Подобную же критику осуществляет Олдос Хаксли в романе ''Дивный новый мир'' — там правда все подчинено не оптимизации, а целесообразности. В описываемом обществе эмоции понимаются как-то, что мешает человеку наслаждаться жизнью, поэтому любовь там исключена, вместо нее происходит обмен секс-партнерами и жевание легких наркотиков. Там нет эмоций, там есть удовольствия, которые отличаются друг от друга лишь степенью, а страданий нет вовсе. Главный герой — подозрительно задумчивый, меланхоличный, даже романтичный, он читал Шекспира, он со странным и тревожным дефектом во всем его образе, но на его фоне (и на фоне другого общества — Дикарей, которое живет человеческими эмоциями) это общество выглядит холодным, бездушным и жутким. При этом Главуправитель рассказывает главному герою, что в новом мире пожертвовали искусством, подлинной наукой, страстями ради того, чтобы создать стабильное и благополучное общество. Но главный герой не переходит на его сторону, делается посмешищем и кончает с собой.

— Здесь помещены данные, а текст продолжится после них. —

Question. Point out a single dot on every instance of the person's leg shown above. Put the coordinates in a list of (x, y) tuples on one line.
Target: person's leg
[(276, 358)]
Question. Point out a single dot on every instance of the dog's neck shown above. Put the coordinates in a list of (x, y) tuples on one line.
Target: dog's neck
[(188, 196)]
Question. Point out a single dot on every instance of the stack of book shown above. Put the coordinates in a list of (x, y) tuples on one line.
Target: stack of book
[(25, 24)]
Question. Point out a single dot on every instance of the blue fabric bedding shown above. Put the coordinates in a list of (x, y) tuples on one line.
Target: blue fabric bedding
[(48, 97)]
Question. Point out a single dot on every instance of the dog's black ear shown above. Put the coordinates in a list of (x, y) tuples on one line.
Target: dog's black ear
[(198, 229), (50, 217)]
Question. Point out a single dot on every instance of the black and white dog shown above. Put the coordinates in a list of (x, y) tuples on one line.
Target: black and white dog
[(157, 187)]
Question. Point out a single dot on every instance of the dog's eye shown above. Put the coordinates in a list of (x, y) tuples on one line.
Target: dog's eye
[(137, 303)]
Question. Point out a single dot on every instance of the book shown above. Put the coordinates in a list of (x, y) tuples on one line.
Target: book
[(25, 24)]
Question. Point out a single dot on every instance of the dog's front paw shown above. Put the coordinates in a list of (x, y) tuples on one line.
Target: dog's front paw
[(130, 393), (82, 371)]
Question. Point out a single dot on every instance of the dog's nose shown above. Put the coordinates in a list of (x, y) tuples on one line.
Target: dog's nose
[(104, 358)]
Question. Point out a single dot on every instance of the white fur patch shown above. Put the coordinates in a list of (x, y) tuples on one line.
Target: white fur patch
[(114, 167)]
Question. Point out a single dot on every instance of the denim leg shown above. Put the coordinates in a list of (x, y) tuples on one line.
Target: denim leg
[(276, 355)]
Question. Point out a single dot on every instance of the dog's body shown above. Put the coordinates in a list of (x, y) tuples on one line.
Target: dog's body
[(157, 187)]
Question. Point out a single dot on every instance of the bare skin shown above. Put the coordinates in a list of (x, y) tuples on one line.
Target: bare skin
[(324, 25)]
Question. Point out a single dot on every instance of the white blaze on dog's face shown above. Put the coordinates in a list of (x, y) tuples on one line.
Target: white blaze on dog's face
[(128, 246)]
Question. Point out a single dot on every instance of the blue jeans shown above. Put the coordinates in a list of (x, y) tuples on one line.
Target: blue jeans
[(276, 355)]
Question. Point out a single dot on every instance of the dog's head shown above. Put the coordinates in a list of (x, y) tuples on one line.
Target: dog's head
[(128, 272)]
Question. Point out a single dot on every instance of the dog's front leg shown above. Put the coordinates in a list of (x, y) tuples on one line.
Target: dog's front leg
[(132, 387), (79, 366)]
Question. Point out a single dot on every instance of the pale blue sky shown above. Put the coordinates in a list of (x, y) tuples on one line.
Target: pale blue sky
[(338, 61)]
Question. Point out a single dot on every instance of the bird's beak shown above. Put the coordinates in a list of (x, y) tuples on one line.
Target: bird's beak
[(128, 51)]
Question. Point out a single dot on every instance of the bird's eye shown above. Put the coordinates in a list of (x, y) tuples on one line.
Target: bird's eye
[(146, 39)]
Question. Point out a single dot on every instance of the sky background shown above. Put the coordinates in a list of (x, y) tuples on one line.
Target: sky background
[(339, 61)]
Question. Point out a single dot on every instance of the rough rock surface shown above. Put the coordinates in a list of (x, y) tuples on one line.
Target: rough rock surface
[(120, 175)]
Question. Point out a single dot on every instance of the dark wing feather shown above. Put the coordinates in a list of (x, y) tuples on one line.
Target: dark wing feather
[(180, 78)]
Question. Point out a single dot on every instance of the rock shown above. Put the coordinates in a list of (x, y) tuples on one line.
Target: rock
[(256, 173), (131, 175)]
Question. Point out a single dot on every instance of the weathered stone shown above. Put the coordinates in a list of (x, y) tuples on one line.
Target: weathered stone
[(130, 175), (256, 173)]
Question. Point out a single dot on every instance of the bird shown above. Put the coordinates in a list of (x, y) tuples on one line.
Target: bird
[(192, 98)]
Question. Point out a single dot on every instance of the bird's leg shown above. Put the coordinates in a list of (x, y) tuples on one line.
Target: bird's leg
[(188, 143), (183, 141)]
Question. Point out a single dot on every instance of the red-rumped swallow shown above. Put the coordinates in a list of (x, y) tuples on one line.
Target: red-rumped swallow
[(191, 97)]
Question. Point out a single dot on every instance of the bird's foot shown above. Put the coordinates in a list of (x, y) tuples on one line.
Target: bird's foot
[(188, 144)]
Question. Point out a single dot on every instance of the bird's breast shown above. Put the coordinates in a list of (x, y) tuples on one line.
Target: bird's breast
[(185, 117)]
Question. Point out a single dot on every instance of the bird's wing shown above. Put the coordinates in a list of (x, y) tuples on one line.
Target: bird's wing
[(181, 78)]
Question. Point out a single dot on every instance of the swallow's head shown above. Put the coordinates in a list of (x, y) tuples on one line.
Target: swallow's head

Вобщем-то Хаксли проиллюстрировал фразу рассказчика из Записок из подполья — '' Если вы скажете, что все можно рассчитать по табличке, и хаос, и мрак, и проклятие, так уж одна возможность предварительного расчета все остановит и рассудок возьмет свое, — так человек нарочно сумасшедшим на этот случай сделается, выдумает разные страдания и настоит-таки на своем! '' Можно продолжить — настоит на том, что любовь вопреки терапевтическому повороту, со всеми ее угрозами, это то, от чего нельзя отказаться. Потому-что это возможность, которая дается нам как людям, это часть человеческой природы. Но с той стороны могут сказать — а зачем сохранять это человеческое, когда оно приносит страдания? Тем более что от них можно избавиться — существуют алгоритмы и методы. На эту логику можно ответить так — если есть что-то, что в нашей природе, что не извлекаемо, и следами чего пропитана вся культура, то отрицая, мы это не вычеркиваем, мы просто не пользуемся этой возможностью, но неиспользование возможности. которая как бы всегда открыта. ведет в конечном итоге к сожалению. И в какой-то момент можно оказаться перед открытием, что ради пребывания внутри интенсивного смысла можно было бы пожертвовать спокойствием и жизнью без страданий.
Помимо потребности избежать страданий, имманентно свойственной человеку, у него еще есть потребность чувствовать, что жизнь прошла (или проходит) не зря, не менее имманентно свойственная, и эти две потребности входят в антогонизм, можно зафиксировать, что терапевтический поворот является победой первой.